Trump has made scapegoating Mexican immigrants his signature issue, and central to that the construction of a giant, impossible, mostly useless slab of concrete; a physical metaphor for his implicit promise to restore aging white Americans’ perceived dominance over ethnic minorities.
The fantasy that we’re bound to get a “new Trump” is endlessly appealing to the press, who look at general election polling numbers that show him being crushed by either Democratic frontrunner and fear a sudden ratings drop-off. The notion that Trump can whitewash away the bigotry that has defined his candidacy by starting fresh this summer is just a continuation of the premise that Trump’s appeal is based broadly on the economic concerns of a working class that feels left out in this new economy.
Reporters eagerly seek out the anomaly of a black businessman at a Trump rally to make the case that Trump’s populism isn’t modern know-nothingism built on hostility to minorities, but rather some last grasp at the American dream.
While it’s true that much of the middle class is running threadbare after decades of conservative policies have left older white Americans justifiably angry and scared, it’s not true that this is just some blue-collar movement built on economic anxiety. Trump supporters – more than any other candidates’ – oppose diversity, feel minorities are taking their opportunities and generally prefer white people to black people.
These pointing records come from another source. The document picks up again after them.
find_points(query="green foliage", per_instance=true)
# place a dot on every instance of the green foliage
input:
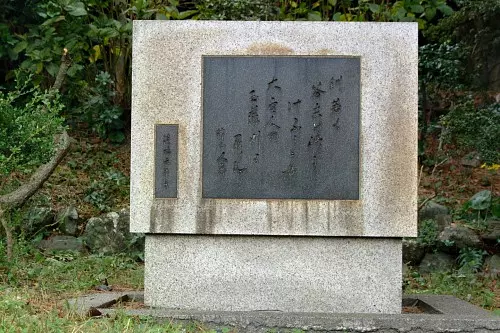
(474, 128)
(244, 10)
(427, 232)
(29, 119)
(479, 208)
(99, 111)
(101, 193)
(470, 260)
(421, 11)
(469, 287)
(442, 66)
(476, 28)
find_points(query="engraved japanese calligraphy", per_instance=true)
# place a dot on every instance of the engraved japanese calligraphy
(166, 161)
(281, 127)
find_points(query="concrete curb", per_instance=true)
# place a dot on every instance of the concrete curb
(443, 314)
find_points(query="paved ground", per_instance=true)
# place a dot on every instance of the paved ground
(441, 314)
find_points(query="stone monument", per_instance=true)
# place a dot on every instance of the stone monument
(274, 163)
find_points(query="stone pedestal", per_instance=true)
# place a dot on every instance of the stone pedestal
(291, 274)
(283, 183)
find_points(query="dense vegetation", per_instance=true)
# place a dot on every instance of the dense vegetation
(65, 66)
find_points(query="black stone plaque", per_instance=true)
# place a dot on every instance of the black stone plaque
(281, 127)
(166, 161)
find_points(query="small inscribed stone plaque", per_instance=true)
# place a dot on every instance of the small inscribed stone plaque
(166, 161)
(281, 127)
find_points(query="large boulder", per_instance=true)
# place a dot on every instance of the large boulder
(458, 237)
(109, 234)
(62, 243)
(492, 233)
(67, 219)
(431, 211)
(492, 266)
(436, 262)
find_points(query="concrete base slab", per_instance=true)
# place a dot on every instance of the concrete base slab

Be worried: These urges exist to some to degree in most American voters, but since the rejection of George Wallace, few candidates have sought to blatantly exploit them in the way Trump has.
The appeal to ethnocentrism has been a bulwark of conservative politics for generations,UC Berkeley Law professor Ian Haney López argues, and a key to the right’s strategy of turning the white working class against the government programs that made the world’s largest middle class possible in the first place. Trump’s willingness to turn to the darkest urges of dog-whistle politics has made him nearly unstoppable in the GOP primary, and apotential electoral catastrophe in the general election.
Most Republicans will eventually buy into the fantasy that Trump’s vicious racial appeals can be erased from our memories, because they have to. And so will the press.
The reluctance to smear a whole group as racist is a valuable urge. But it’s just condescending not to expect the adults who support Trump to see what that they’ve bought into.
That’s why it’s crucial to make keep making this point: Supporting Trump may not necessarily make you a racist, but at the very least it does mean you’re tolerant of bigotry. Here’s why.
If you want to make the case that a compliant press has made Trump’s candidacy possible, as I have, consider why Trump isn’t asked about his obsession with Barack Obama’s birth certificate, the issue that made him a conservative hero after decades of trying to get someone to take him seriously as presidential candidate. Why? He tells them he doesn’t want to talk about it, and so they don’t. We have no idea if the soon-to-be GOP nominee for president believes the current president is even a citizen. Would he prosecute Obama for treason? What evidence were his claims of fraud built on? No one asks these questions but we all know the answers. It’s all bullshit. Trump exploited an issue based entirely on racial suspicion, and then suffered no consequences for this vile display. In fact, it’s why he’s where he is today. He knew he could get away with it, because he always has.
- He’s been like this for decades.
Trump’s view that foreigners and minorities are America’s biggest problem isn’t new for him. He’s been playing to xenophobia and racial animus for years – whether it was calling for the death penalty for a group of innocent black kids or using the Japanese as a punching bag, long after his accusations bore any semblance of sense. There’s a reason white supremacists are inspired by his candidacy, and it isn’t just because he spreads their hate online to millions of Twitter followers.
- Muslim ban.
The idea of banning a group of 1.6 billion people based on their religion is repugnant to a nation that was founded on the basis of offering refuge for freedom of expression. But it’s even uglier when it’s based on the exact kind of Islamophobia ISIS seeks to encourage as it wipes out “the grey zones” where religions co-exist. Muslims are the most common victims of extremist terror and have played a key role in keeping America safe since 9/11, having been responsible for far fewer deaths than – say – furniture or toddlers with guns. To support Trump’s willingness to scapegoat them out of convenience is to support the kind of bigotry that makes us all less safe.
- Anti-Mexican rhetoric.
“When Mexico sends its people, they’re not sending their best,” Trump said as he launched his campaign in July of 2015. “They’re not sending you. They’re not sending you. They’re sending people that have lots of problems, and they’re bringing those problems with us. They’re bringing drugs. They’re bringing crime. They’re rapists. And some, I assume, are good people.” With this began a campaign that has used the idea of the widespread criminality of Mexican-Americans as its foundational belief, backed up by as few facts as Trump’s birtherism. It’s especially ridiculous rhetoric at a time when crime and border crossings are at or near generational lows, and while America’s population of undocumented immigrants is actually dropping.
- Willingness to turn America into a police state to uproot immigrants.
The Republican promise of a smaller government will instantly disappear when the party endorses “Deportation Squads” to round up 11 million undocumented people. “Conservatives” back this plan because they can’t – or won’t – acknowledge the millions of undocumented people who’ve come here by plane and the more than half of the 11 million who aren’t Mexicans. They’re enticed by the fantasy of a new “Operation Wetback,” or by visions of brown-skinned marauders flooding our border. How do we know? Because that’s exactly what Donald Trump put in his first TV commercial.